= American Fern Society =

The American Fern Society was founded in 1893. Today, it has more than 1,000 members around the world, with various local chapters. Among its deceased members, perhaps the most famous is Oliver Sacks, who became a member in 1993.

Willard N. Clute was the founder of the society, originally establishing it as the Linnaean Fern Chapter of the Agassiz Association. The chapter had two comprehensive group meetings, one in 1898 and another in 1900. The chapter consisted of small regional divisions and circulated reports by mail from member to member. In 1905 the members of the Linnean Fern Chapter separated from the Agassiz Association and formed the American Fern Society.
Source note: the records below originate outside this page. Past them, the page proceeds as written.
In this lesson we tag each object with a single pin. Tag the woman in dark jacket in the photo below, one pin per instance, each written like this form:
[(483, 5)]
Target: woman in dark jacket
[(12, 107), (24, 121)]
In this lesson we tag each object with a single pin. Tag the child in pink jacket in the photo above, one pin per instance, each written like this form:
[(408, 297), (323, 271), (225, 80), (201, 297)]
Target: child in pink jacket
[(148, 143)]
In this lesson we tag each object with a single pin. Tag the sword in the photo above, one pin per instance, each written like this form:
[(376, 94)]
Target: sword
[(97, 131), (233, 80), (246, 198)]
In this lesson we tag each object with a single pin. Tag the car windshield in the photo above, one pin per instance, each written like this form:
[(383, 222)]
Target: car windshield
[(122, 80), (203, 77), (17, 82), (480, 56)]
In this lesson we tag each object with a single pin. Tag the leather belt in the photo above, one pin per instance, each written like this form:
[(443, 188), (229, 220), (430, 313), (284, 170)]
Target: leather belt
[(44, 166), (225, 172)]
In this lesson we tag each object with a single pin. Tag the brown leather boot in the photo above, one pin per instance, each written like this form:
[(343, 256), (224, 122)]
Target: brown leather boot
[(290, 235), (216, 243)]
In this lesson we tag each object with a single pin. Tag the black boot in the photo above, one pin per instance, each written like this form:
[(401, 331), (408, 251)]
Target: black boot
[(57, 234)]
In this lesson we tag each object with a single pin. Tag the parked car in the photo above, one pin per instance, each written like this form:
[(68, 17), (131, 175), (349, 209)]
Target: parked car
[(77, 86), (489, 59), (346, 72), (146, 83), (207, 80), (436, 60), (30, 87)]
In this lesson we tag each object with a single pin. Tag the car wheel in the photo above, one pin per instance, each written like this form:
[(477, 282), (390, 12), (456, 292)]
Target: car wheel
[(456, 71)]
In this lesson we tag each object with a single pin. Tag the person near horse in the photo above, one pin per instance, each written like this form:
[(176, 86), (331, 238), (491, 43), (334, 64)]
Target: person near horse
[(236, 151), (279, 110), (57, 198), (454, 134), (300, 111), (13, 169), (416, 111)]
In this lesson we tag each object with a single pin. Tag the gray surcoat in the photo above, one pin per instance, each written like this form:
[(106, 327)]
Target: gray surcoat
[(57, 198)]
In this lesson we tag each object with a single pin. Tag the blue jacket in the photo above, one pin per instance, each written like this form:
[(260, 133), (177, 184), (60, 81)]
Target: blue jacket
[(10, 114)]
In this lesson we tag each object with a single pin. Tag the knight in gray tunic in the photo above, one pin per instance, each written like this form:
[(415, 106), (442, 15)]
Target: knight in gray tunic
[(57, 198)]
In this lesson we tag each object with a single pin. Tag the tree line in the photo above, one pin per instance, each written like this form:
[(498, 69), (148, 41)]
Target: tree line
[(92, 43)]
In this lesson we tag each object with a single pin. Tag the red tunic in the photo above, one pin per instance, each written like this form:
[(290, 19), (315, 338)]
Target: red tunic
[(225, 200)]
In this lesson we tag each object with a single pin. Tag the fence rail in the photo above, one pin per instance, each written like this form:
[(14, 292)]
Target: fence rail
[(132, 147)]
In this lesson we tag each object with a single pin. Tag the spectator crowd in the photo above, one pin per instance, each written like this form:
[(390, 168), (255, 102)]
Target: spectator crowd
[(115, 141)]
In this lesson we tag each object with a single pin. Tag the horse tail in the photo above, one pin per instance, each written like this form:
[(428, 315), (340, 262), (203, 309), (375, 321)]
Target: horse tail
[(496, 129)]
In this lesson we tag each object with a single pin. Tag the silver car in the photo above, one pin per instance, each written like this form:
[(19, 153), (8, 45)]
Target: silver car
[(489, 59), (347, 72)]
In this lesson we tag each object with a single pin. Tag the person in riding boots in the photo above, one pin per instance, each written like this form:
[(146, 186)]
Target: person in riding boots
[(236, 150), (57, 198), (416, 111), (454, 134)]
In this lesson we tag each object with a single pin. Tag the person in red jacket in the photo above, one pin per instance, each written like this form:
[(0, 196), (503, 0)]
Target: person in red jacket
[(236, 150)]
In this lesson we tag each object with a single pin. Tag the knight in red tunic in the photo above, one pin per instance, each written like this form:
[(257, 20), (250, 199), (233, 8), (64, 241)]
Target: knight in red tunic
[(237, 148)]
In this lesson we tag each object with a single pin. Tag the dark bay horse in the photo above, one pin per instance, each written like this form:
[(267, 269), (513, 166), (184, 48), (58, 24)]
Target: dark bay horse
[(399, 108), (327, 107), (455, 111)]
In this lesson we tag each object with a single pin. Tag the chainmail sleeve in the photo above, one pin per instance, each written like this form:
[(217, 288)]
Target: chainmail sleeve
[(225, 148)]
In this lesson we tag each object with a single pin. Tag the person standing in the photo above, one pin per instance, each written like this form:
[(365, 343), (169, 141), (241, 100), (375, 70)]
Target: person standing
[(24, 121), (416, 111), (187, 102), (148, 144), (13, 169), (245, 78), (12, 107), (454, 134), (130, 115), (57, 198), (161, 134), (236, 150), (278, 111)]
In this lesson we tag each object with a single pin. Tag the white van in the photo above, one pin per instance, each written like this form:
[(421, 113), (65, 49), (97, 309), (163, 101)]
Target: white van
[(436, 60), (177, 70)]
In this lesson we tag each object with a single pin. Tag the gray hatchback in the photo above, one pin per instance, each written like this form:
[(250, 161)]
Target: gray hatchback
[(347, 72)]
The society has published the American Fern Journal, a technical botanical journal, since 1910. Before that, it published The Fern Bulletin (originally "The Linnaean Fern Bulletin") from 1892 to 1912. It has also published The Fiddlehead Forum, a member newsletter, since 1974. Since 1979, it has published occasional books specializing in ferns under the banner Pteridologia.

The fern society maintains a spore exchange, where members can order fern spore to grow from a variety of species. It also sponsors periodic field trips, as well as a user forum on the website. One such field trip was described by Oliver Sacks in his 2002 book Oaxaca Journal.